The campaign, via Saatchi & Saatchi L.A., includes two TV ads, one of which shows the Avalon emerging from an inky vapor -- intended as a metaphor for the design “formula” -- as the camera caresses the car’s design elements. The ads are on network and cable television shows such as "Top Chef," "Rizzoli & Isles," "Royal Pains" and "Modern Family." The marketing campaign also delivers on the new “Let’s Go Places” brand theme launched in the fourth quarter.
The major focus is on digital, with Web films on YouTube and Toyota.com, plus partnerships with Pandora, Hulu, Trip Advisor, CNET and Food Network. Scalability is part of the digital strategy, with the campaign optimized for Web, mobile and tablets like Kindle Fire, iPad and iPhone platforms. Another critical component is search-engine optimization to make it easy for consumers to go from big-screen message to little-screen engagement, per Colin Morisako, advertising and planning manager for Toyota.
Awareness is a major issue for the car. Morisako tells Marketing Daily that about 50% of the target demo knows Avalon. "It's a target we have never spoken to," he says, adding that the screen-agnostic digital strategy is intended to help cure that. "We studied the media habits of this target, and found they are very receptive to advertising on second screens; they are watching TV with their tablets in their laps, and whatever intrigues them sends them online to learn more."

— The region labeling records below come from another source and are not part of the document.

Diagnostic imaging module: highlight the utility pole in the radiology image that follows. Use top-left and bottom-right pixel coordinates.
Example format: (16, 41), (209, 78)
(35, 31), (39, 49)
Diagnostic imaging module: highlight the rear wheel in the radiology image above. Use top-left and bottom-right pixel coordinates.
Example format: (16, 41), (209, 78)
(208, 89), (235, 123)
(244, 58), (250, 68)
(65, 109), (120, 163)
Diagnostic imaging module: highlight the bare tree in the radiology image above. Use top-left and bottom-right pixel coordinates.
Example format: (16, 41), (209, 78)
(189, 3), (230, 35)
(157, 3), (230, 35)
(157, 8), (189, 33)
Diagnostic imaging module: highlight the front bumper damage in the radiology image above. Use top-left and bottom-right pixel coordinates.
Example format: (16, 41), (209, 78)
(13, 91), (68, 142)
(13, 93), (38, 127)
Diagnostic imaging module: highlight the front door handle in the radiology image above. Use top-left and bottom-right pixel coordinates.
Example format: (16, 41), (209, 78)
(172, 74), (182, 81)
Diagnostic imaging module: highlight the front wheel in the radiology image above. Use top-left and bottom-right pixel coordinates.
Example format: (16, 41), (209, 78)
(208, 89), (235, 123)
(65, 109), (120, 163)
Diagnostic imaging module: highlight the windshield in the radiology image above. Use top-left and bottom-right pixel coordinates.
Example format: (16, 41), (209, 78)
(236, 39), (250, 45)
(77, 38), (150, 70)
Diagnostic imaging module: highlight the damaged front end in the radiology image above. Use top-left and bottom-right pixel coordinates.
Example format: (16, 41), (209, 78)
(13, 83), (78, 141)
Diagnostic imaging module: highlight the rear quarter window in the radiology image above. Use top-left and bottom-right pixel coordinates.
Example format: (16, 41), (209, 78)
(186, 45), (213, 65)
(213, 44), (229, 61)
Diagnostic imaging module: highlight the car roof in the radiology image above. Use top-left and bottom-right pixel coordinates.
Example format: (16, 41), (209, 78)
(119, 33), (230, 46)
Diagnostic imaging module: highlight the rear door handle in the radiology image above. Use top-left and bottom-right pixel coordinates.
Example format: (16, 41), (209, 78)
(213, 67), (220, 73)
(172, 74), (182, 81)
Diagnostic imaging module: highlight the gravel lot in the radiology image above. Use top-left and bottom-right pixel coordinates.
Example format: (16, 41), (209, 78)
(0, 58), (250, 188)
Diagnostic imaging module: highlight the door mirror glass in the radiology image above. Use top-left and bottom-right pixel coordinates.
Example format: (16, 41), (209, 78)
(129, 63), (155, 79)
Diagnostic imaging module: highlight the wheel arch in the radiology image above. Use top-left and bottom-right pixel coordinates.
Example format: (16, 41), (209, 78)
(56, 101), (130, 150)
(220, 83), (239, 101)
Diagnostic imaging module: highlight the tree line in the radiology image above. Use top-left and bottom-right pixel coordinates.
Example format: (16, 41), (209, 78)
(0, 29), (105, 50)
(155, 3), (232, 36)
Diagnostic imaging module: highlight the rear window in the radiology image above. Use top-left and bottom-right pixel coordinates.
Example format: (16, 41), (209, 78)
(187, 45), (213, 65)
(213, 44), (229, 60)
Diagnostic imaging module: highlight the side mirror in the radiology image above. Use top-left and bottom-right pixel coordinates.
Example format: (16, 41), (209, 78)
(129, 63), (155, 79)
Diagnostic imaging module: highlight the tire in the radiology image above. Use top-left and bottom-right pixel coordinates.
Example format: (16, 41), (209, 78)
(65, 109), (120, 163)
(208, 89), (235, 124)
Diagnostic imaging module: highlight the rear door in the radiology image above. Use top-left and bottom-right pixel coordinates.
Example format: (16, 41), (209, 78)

Current owners are around 67 years old, the oldest demographic in Toyota's lineup. "What has excited me about this is that it speaks to me, and I'm in the wheelhouse for this campaign," says Morisako. He says the brand did a handraiser program last year and got more than 100,000 people interested, and the average age was in the 50s. "We are generating interest with the right people."
Morisako explains that demographic research also had a social anthropology vector that found that young boomers switch screens as fast as younger consumers. "We sat with folks in their homes and were able to see how they interacted with their televisions: when they are captivated by a spot they go immediately online and research it. So we want to make that process easy."